Dell OEM Solutions in APJ – Customer success stories

Dell’s OEM Solutions group has many successes to share, but here are two notable customer engagements from the APJ region:

  • Siemens China – During a customer engagement, Siemens China discovered that its client was struggling with software/hardware incompatibilities, and that software engineers were losing time by having to work on debugging issues. Siemens decided to correct this issue by developing a configuration design environment for its Totally Integrated Automation (TIA) Portal software. The goal of the project was to help customers avoid the expenses of hardware procurement, software installation and compatibility testing, allowing engineers to focus on core tasks. The company chose Dell OEM Solutions and began working on what became the TIA Portal integrated platform that leverages Dell’s Latitude notebooks and offers options, including Intel Core i7 and i5 processors. Dell’s Configuration Services customized the notebooks with Siemens branding and software, added a one-key recovery function and accelerated the notebooks’ SSD drives to Siemens’ requirements. The new solution has delivered notable improvements in task efficiency and user satisfaction, and are also easier for customers to manage and maintain.
  • NxtGen – Based in India, NxtGen is an emerging cloud and data center service provider that wanted to drive business growth in Southeast Asia and the Middle East while also increasing customer value. But the company lacked local offices in some countries which cost as much as $500,000 to establish and staff, a significant burden for a still-growing business. NxtGen also faced severe challenges in assembling new servers from bulk components, resulting in time-consuming, costly delays. In order to focus more attention on sales generation and reduce hardware infrastructure expenses, NxtGen partnered with Dell OEM Solutions. The company was especially impressed by Dell’s willingness to “start small and grow big” according to the customer’s requirements. NxtGen chose Dell’s OEM-ready PowerEdge R730xd servers, which deliver 40% better workload support, and uses Dell’s Remote Access Controller (iDRAC) for systems management, resulting in almost 100% uptime. Along with capturing significant operational improvements, NxtGen has enjoyed an 853% increase in revenues during the past 12 months without needing local offices in new markets.

Final analysis

Though the OEM business model is well-established in IT, the practice in which Tier-1 IT vendors customize their technologies for industrial OEM customers is less common. Dell is one of the most prominent vendors in this space, and has been particularly successful in helping customers leverage its solutions, technology and services portfolios, and global supply chain capabilities.

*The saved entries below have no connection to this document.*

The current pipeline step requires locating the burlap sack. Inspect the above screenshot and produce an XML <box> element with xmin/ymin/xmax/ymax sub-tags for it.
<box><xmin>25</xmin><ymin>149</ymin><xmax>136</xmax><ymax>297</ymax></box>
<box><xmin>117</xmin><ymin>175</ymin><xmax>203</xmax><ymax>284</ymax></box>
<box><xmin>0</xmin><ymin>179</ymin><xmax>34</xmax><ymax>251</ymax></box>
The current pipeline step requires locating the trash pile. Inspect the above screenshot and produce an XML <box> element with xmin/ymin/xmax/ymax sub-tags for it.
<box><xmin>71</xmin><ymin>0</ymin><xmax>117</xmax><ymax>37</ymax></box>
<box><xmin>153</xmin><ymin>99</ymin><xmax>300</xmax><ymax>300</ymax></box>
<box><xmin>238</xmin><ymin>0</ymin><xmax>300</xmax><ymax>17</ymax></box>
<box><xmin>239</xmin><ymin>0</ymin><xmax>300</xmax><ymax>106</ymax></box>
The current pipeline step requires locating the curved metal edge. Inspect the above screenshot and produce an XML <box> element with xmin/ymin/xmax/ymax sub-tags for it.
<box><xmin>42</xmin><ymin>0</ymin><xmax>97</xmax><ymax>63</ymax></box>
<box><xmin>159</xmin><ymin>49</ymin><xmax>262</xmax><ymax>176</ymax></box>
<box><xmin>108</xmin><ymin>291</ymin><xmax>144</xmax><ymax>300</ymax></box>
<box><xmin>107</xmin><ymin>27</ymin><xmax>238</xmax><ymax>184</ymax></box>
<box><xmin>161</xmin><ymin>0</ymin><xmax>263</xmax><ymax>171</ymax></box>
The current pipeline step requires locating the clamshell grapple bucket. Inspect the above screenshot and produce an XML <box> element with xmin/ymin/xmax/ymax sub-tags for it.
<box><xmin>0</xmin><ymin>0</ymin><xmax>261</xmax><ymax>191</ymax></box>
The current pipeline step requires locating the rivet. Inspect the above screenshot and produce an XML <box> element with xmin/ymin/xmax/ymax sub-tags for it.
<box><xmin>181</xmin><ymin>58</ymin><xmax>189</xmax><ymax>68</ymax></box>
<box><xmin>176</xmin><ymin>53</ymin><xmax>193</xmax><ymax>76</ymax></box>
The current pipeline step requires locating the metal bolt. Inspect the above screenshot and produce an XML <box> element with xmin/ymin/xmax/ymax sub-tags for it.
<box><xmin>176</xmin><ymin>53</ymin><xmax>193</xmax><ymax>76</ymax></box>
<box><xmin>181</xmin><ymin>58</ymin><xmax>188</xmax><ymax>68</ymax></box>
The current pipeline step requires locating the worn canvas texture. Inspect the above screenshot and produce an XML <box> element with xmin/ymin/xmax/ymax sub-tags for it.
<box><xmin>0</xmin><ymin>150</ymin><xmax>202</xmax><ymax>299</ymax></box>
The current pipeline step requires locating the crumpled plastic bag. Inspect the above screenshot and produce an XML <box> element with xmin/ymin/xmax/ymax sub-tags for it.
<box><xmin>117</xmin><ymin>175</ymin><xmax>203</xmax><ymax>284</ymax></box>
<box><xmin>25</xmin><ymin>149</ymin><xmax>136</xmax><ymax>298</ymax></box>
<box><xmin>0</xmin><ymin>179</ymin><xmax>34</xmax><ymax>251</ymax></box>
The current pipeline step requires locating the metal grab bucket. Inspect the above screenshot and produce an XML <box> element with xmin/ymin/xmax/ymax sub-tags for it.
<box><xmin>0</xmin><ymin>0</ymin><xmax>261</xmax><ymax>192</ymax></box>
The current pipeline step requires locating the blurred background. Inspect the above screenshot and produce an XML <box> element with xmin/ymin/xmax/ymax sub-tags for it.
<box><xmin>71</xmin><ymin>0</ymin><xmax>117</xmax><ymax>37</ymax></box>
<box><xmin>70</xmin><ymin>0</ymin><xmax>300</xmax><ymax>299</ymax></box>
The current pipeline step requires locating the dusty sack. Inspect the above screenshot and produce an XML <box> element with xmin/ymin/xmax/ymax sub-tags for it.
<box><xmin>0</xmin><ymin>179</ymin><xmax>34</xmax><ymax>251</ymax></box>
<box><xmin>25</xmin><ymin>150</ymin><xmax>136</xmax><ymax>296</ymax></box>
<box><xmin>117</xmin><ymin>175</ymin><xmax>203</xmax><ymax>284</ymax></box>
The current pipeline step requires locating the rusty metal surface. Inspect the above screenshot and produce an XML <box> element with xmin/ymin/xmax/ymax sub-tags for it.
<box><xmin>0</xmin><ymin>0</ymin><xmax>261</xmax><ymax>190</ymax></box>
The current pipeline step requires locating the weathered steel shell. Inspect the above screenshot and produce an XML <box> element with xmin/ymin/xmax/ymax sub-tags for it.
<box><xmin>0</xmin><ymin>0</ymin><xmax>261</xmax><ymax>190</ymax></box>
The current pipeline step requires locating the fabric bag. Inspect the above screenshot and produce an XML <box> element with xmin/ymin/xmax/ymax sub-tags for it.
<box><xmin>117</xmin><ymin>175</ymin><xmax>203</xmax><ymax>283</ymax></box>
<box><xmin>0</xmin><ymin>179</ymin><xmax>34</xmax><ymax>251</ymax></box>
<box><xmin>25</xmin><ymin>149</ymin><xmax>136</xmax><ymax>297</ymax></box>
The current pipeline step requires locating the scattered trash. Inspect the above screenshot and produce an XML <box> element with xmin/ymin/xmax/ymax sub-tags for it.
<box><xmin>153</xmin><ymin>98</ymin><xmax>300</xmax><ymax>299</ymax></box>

Since its launch in 1999, Dell’s OEM Solutions group has grown to serve more than 5,000 businesses in 180+ countries and 40 vertical industries. The organization has enjoyed double digit sales growth for the past six years and has become a multi-billion-dollar business.

Dell’s OEM efforts in APJ since 2009 have been especially notable, resulting in exponential growth in its customer base to over 1,000 industrial clients in 18 countries. Dell has succeeded in helping both “inbound” western companies hoping to do business in China and other APJ countries and “outbound” indigenous APJ businesses seeking global opportunities. Today, the OEM Solutions Group in APJ now accounts for over 25% of Dell’s global OEM revenues.

But the company has also focused its energies and investments in better understanding regional values and business needs. This has resulted in Dell-powered “East for East” solutions attuned to the requirements of indigenous APJ organizations. Additionally, Dell’s placement of customers’ needs first and its willingness to actively invest in local infrastructure, jobs and businesses have led to the company succeeding in areas where many competitors have found continuing difficulties and failure.

This strategy, along with the continuing efforts of its APJ OEM Solutions organization has resulted in Dell being well positioned to keep growing its business and to pursue emerging opportunities, such as developing new healthcare solutions for the region’s billions of citizens. Businesses investigating or considering technology OEM partnerships and solutions would be wise to consider Dell’s OEM Solutions group.